Joan could think of no good answer to that.

"Maybe He, or She, or It, is friendly as long as you cooperate, Joan. But if you think you can risk it, try saying No sometime and see what happens."

"Yes," murmured Joan. "Thanks, Mom."

"All right. Now, I've got to get back to Arcadia. Will doesn't know I'm here, and I gave a rather feeble excuse to be gone for several hours."

"You're not going to tell Dad?"

"Not now. I don't know how to explain it to him. Will you promise to be silent as well? Seeing that you've been doing that for three years anyway, it shouldn't be difficult.."

Joan winced. "Yeah, I promise."

"All right. I love you, Joan, and I hope that this will turn out OK, somehow."

"I love you, Mom."

They hugged each other, and then Joan saw her mother to her car. Then she ran back to her flat, threw herself on the bed, and cried.

Sounds from the entryway. "Jane, I'm back.
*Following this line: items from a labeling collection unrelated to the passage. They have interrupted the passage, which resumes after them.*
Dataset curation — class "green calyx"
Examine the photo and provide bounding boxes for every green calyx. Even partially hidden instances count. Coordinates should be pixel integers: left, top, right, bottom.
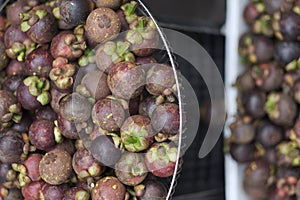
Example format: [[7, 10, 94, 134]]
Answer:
[[24, 76, 51, 105], [75, 190, 90, 200], [146, 142, 178, 166], [121, 124, 149, 152], [35, 10, 48, 19]]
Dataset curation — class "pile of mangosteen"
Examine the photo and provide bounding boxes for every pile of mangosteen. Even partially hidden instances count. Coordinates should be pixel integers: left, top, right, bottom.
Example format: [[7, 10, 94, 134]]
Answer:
[[229, 0, 300, 200], [0, 0, 182, 200]]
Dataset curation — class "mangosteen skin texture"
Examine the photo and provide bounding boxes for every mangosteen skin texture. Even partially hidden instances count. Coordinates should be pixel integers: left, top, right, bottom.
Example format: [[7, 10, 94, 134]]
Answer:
[[107, 62, 146, 99], [39, 149, 72, 185], [89, 135, 121, 166], [29, 120, 56, 150], [146, 64, 175, 96], [85, 7, 121, 46], [92, 98, 125, 131], [151, 103, 180, 135], [91, 176, 126, 200], [0, 130, 24, 164]]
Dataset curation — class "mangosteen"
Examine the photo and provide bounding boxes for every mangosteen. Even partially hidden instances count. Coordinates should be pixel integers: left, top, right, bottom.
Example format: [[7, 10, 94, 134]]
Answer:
[[92, 98, 125, 131], [6, 60, 25, 77], [59, 92, 92, 122], [151, 103, 180, 135], [146, 64, 175, 96], [39, 149, 72, 185], [21, 7, 58, 44], [252, 62, 283, 92], [50, 30, 87, 61], [242, 89, 266, 119], [91, 176, 126, 200], [22, 181, 45, 199], [243, 1, 265, 24], [126, 16, 159, 57], [17, 76, 51, 110], [0, 129, 25, 164], [81, 70, 110, 101], [115, 153, 148, 186], [89, 135, 121, 166], [107, 62, 145, 99], [72, 148, 105, 179], [138, 180, 168, 200], [95, 41, 135, 73], [265, 92, 297, 126], [94, 0, 122, 9], [54, 0, 93, 27], [29, 119, 56, 150], [0, 90, 22, 130], [239, 32, 274, 63], [0, 41, 9, 71], [273, 11, 300, 41], [22, 153, 43, 181], [63, 187, 90, 200], [120, 115, 155, 152], [145, 142, 178, 177], [274, 41, 300, 66], [85, 7, 121, 46], [24, 48, 53, 77], [40, 183, 67, 200]]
I figured you two wanted privacy – Jane, what's wrong?"

Between sobs, Joan tried to summarize the conversation as best as she could. She left out the rape and referred vaguely to some traumatizing incident in her mother's youth. Some day Adam ought to know, but not now.

"But it looks like things worked out. I mean, she's not mad at you anymore."

"Oh, Adam, it's not Mom that's upsetting me now, it's God. Don't you see what happened? God snitched on me!"